Invece quando entri e sei dentro, di colpo, nel di dentro della casa c’è di nuovo luce, anche se quella volta lì, da un angolo della prima stanza erano partiti a volare due piccioni, che ci sono spesso dentro le case abbandonate queste furiose partenze di uccelli che iniziano a volare in tondo prima di riuscire a centrare una finestra per la fuga, infatti anche quei piccioni, dopo che mi avevano quasi fatto fare un salto per lo spavento, poi mi avevano fatto due o tre giri quasi addosso prima di centrare una finestra. E dopo che gli uccelli erano andati, di colpo, comunque, tu con la luce di colpo vedevi tutto, i travi, le vecchie pareti decorate, e così via. Ma dopo tre minuti che ero dentro ero andato via anch’io, me n’ero tornato alla mia macchina, avevo acceso, e ero partito. Perché uno, quando entra in quelle case, sempre, almeno io per me è così, quando ci entri dopo un po’ ti arriva quella sensazione che quelle siano le case dei morti; che lì dentro ci siano rimasti dei morti che stanno a guardarti.

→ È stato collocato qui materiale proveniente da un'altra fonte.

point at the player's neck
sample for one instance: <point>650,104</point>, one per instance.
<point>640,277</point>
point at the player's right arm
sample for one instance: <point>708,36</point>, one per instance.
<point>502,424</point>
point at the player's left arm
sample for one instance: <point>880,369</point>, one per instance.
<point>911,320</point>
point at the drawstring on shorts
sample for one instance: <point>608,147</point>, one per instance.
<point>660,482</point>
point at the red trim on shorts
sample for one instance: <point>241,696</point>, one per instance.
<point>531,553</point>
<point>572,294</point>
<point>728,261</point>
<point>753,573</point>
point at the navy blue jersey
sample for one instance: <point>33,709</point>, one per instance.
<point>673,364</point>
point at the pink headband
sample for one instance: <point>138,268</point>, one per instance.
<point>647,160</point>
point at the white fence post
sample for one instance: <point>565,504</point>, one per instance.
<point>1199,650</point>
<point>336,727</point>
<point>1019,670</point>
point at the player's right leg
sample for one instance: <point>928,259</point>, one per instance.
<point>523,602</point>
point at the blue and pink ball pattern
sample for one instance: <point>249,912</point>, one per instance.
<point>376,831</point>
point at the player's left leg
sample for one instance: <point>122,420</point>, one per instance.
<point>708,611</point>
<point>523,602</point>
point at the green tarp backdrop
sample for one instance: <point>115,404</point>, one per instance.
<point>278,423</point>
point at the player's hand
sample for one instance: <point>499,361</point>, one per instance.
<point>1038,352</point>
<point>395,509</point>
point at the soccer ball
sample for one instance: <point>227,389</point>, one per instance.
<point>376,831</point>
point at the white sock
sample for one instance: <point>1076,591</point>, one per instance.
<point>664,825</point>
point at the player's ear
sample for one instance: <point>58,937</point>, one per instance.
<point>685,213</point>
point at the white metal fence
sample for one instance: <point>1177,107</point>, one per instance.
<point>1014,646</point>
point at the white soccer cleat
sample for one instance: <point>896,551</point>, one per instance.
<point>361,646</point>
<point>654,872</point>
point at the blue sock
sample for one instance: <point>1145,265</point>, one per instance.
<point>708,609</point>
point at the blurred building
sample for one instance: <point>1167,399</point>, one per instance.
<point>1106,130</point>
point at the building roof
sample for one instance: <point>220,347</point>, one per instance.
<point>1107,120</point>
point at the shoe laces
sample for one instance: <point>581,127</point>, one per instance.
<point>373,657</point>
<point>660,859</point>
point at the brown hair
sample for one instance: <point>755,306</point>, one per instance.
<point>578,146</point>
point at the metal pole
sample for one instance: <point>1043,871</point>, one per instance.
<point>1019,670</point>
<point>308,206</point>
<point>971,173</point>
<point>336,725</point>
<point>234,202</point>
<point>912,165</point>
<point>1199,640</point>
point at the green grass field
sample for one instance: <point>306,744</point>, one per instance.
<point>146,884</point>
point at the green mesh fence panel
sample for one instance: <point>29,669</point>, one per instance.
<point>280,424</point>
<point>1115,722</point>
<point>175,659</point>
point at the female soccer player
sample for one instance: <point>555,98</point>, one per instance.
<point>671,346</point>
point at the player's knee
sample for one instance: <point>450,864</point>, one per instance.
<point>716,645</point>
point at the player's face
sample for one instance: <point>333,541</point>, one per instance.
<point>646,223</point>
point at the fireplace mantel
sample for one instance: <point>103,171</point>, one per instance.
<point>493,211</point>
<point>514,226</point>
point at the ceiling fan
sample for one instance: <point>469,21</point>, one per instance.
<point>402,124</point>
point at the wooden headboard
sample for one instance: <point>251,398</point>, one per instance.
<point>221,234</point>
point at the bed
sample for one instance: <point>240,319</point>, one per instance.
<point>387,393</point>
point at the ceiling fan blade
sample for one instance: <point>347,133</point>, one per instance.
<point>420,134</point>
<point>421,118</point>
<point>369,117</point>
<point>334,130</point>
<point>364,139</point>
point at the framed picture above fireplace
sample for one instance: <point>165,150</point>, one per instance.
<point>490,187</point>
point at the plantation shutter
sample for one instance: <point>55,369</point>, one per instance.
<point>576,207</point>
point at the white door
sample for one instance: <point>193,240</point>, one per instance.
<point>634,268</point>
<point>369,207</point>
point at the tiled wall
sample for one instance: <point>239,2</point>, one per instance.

Era un po’ quella la sensazione che mi è sempre venuta stando dentro a queste case abbandonate: subito questi uccelli che ti frullano intorno le ali, due o tre giri, e vanno via. Sette secondi di sfrullamento furioso, e dopo silenzio. E dopo, nel silenzio, dei morti che ti stanno a guardare infilati negli angoli.